Demystifying WSO2 ESB Pass-Through Transport - Part II

  • By Kasun Indrasiri
  • 21 Apr, 2014

Applies to

WSO2 ESB 4.8.x

Table of contents

Introduction

WSO2 ESB is the world’s fastest open source ESB and has been tested with thousands of deployments worldwide with
production use cases of over billions of transactions. The non-blocking HTTP transport of WSO2 which is known as Pass-Through Transport is the key component behind its success.

This series of articles will provide an in-depth analysis of WSO2 ESB’s Pass-Through Transport architecture for any advanced user
who is interested in learning about it in detail.

The main objective of Part II of this article is to give an in-depth knowledge on the Pass-Through Transport
architecture. In addition, this gives a complete overview of the message flow on WSO2 ESB.

WSO2 ESB in a nutshell

The enterprise service bus (ESB) is the heart of any SOA implementation and it is extensively used in most modern
integration use cases. ESB acts as the centralized bus to connect disparate systems, services, and clients. The message
routing, filtering, enriching, transforming, and protocol switching can be considered as key message processing activities
done inside an ESB. In general, we refer to all the message processing capabilities of an ESB as ‘message mediation’ capabilities.

WSO2 ESB offers a very rich set of mediation capabilities along with 100% EIP support. At the same time,
WSO2 ESB is right at the top in all ESB performance comparisons done by WSO2 and other competitors.

WSO2 ESB - conventional message flow

The mediation run-time of WSO2 ESB contains several major components that are depicted in the following diagram.

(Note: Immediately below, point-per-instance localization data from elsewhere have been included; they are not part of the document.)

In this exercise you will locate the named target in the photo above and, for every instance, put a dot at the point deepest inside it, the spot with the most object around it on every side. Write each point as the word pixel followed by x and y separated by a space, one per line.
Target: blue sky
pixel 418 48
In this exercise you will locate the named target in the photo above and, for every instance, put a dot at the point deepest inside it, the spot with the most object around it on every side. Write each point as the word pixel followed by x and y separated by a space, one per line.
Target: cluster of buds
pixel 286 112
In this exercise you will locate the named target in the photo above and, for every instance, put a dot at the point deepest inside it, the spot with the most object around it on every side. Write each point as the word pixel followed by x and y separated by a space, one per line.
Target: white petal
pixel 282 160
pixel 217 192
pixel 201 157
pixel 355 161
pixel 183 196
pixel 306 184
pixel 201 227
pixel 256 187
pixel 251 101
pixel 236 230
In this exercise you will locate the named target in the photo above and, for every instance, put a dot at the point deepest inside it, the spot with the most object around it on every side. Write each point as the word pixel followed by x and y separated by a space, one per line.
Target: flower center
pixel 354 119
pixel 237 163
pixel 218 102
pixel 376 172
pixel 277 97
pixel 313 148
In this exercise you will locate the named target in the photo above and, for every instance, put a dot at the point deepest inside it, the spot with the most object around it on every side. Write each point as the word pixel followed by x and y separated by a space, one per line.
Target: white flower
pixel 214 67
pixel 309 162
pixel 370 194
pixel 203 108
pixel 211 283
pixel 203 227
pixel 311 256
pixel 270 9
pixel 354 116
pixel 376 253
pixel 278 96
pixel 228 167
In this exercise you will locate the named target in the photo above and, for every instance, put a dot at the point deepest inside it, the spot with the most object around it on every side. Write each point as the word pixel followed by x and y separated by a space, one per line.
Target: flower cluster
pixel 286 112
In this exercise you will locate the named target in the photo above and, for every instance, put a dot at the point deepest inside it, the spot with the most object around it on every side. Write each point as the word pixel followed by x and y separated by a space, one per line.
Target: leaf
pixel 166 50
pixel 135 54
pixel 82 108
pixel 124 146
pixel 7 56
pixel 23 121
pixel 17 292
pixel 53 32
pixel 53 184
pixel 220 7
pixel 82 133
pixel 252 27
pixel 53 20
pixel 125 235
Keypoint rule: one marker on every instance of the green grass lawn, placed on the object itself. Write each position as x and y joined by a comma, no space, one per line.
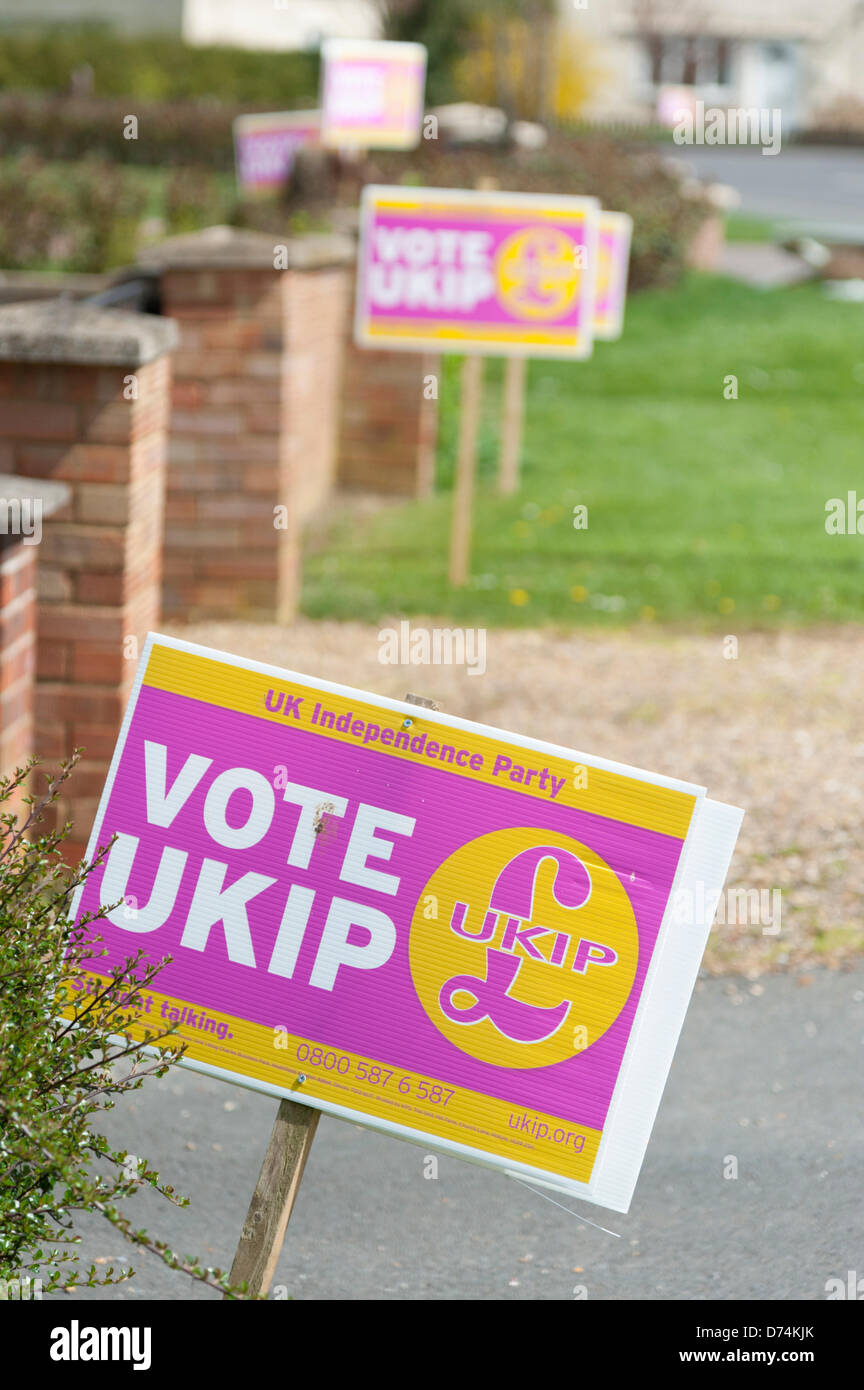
741,227
700,510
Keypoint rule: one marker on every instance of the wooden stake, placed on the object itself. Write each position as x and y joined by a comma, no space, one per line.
257,1253
271,1205
511,426
463,492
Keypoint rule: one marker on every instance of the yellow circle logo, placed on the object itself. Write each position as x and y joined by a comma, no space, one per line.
536,273
522,948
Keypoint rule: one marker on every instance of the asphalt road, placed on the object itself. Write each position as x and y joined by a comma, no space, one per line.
767,1072
803,184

With respect to message flows, when we send a request/message to WSO2 ESB, it first hits the transport listener.
The primary function of the transport listener is to interface the ESB with one or more application layer protocols for
serving inbound requests. For instance, for HTTP we have a Pass-through HTTP transport listener implemented.

Then the transport listener hands over the message to the Axis2 layer once it is done with the transport level message
processing. In the Axis2 layer, for inbound messages we have something called the message builder. As ESB receives disparate
message formats from different clients and systems, we should use a canonical message format inside the ESB to do all
the message mediation tasks. The main functionality of the message builder is to convert the incoming messages into
a canonical format. (e.g. JSON --> SOAP)

Once the message is canonicalized and processed by Axis2, it is handed over to the mediation layer (in fact the
interfacing between the Axis2 and the Synapse mediation engine is done with the use of Axis2 Message Receivers i.e. ProxyService
Message Receiver, Synapse Message Receiver, etc.). The mediation layer mediates the message based on a given mediation configuration and
then hands it over to the Axis2 layer to send the message out to the specified back-end service.

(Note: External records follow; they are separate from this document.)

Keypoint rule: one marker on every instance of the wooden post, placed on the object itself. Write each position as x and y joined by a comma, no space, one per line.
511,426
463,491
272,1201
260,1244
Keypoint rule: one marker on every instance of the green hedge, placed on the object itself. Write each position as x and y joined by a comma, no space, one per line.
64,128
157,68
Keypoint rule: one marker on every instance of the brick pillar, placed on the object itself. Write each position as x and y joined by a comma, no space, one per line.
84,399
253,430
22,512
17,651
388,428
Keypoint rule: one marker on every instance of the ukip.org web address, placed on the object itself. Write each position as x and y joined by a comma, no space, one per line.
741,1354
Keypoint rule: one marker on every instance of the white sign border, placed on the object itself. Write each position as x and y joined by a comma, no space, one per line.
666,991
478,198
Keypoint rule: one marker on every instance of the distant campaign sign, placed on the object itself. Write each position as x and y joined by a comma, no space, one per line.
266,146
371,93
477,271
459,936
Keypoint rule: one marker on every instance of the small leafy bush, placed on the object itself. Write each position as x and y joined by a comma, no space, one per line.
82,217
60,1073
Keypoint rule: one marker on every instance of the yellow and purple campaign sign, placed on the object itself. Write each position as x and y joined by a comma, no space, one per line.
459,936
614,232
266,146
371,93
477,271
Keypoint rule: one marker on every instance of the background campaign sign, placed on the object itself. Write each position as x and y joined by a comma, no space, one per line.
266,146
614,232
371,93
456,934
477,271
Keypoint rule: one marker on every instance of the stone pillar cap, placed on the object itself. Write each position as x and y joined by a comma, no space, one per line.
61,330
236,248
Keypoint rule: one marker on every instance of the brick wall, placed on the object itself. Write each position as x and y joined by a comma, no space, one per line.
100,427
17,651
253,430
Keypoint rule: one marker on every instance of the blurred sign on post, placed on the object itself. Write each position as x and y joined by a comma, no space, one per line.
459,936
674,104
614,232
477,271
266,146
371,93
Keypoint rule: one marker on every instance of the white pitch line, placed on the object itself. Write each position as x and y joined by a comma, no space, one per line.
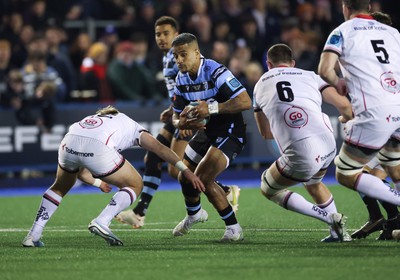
64,229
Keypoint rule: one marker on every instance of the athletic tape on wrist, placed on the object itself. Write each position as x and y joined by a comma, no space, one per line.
180,166
97,183
213,108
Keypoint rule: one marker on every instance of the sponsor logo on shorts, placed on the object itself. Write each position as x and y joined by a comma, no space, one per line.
79,154
389,82
42,214
112,202
319,211
296,117
323,158
91,122
391,118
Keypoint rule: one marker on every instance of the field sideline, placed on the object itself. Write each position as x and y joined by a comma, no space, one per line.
278,244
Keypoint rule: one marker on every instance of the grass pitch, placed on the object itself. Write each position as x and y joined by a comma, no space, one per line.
278,244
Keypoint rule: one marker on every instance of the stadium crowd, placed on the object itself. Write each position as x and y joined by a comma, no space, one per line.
45,62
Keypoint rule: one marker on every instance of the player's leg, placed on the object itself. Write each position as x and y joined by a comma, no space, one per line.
215,162
151,181
324,199
349,166
274,187
129,181
50,201
194,152
389,157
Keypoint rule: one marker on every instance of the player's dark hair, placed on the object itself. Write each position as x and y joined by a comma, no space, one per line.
184,38
109,110
167,20
357,5
382,18
280,53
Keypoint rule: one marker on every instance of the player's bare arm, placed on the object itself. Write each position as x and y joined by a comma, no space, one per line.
148,142
263,125
326,69
341,103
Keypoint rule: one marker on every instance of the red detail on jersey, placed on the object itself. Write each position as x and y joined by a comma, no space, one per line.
364,16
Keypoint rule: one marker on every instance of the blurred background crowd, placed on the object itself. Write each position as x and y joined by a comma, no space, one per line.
63,51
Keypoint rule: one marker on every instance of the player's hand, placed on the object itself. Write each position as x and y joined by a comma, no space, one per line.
105,187
185,133
201,111
192,123
194,180
342,119
341,87
166,115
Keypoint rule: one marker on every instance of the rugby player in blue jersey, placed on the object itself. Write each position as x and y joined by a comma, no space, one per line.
221,132
166,29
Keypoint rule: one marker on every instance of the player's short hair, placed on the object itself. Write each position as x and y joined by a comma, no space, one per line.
184,38
109,110
357,5
167,20
279,53
382,18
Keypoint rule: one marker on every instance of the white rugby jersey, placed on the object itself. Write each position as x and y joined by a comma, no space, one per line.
369,56
116,131
291,99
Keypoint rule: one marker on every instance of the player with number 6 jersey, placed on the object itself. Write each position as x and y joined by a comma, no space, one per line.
287,106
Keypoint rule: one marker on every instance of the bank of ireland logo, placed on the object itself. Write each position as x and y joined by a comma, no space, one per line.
389,82
296,117
91,122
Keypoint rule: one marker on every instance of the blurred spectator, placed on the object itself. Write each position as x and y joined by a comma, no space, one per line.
5,67
253,73
145,20
78,50
174,9
38,15
93,74
221,52
236,66
14,94
42,86
222,31
267,22
110,38
141,53
58,61
251,37
19,50
199,23
130,80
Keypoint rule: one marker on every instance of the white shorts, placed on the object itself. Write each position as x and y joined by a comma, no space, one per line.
373,128
304,158
78,151
374,163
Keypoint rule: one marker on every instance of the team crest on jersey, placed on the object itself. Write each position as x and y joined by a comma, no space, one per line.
335,38
91,122
389,82
296,117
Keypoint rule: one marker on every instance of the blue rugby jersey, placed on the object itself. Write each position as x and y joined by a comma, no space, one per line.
170,70
214,82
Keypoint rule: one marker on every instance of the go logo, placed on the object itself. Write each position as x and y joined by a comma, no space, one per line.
296,117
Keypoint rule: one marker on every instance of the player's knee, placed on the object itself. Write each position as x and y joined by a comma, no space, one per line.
389,158
346,166
188,190
172,171
152,161
269,187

For the outbound message, there is a specific message formatter at the Axis2 layer that converts the message
from the canonical format to the required wire format of the back-end service (e.g. SOAP --> JSON). Finally, the message goes
to the transport sender, which is responsible for delivering the message to the back-end service with the required
application layer protocol.

Since we now have a clear understanding about the ESB’s message flow, lets move on to the main discussion points of this
article - the high performance HTTP transports of WSO2 ESB. It's useful to have an idea about the non-blocking
HTTP transport we had prior to introducing the Pass-Through Transport. So, let's begin our discussion with the old NHTTP transport.

Architecture of NHTTP transport

The non-blocking HTTP transport implementation in which WSO2 ESB was initially developed is known as NHTTP transport
(package org.apache.synapse.transport.nhttp). This is a high performance HTTP transport implementation that is based on
Apache HTTPCore NIO (which means it is based on the readiness selection concepts that we discussed in Part I of this article). The typical message flow of the NHTTP transport is depicted in the following diagram.

  • The message received HTTP transport is read from HTTPCore NIO layer and the transport listener writes the message content into the input buffer.
  • Then the message is built (i.e. the transport layer invokes the HTTPTransportUtils) by the message builder, which resides in the Axis2 layer. This reads the content from the input buffer and creates the XML-based object model. This is the canonical object model used across the entire mediation flow.
  • Once the message is processed at the Axis2 layer, it is handed over to the mediation engine (by using message receivers residing in Synapse). The mediation engine (Synapse) processes the message based on the canonical object model and at the end of the mediation flow it hands over the message back to the Axis2 layer.
  • The message formatter serializes the XML-based object model into the output buffer for delivery.
  • The transport sender reads the content from the output buffer and writes it into the wire.
  • This model is known as the ‘dual buffer architecture’ as it involves both the input and output buffers.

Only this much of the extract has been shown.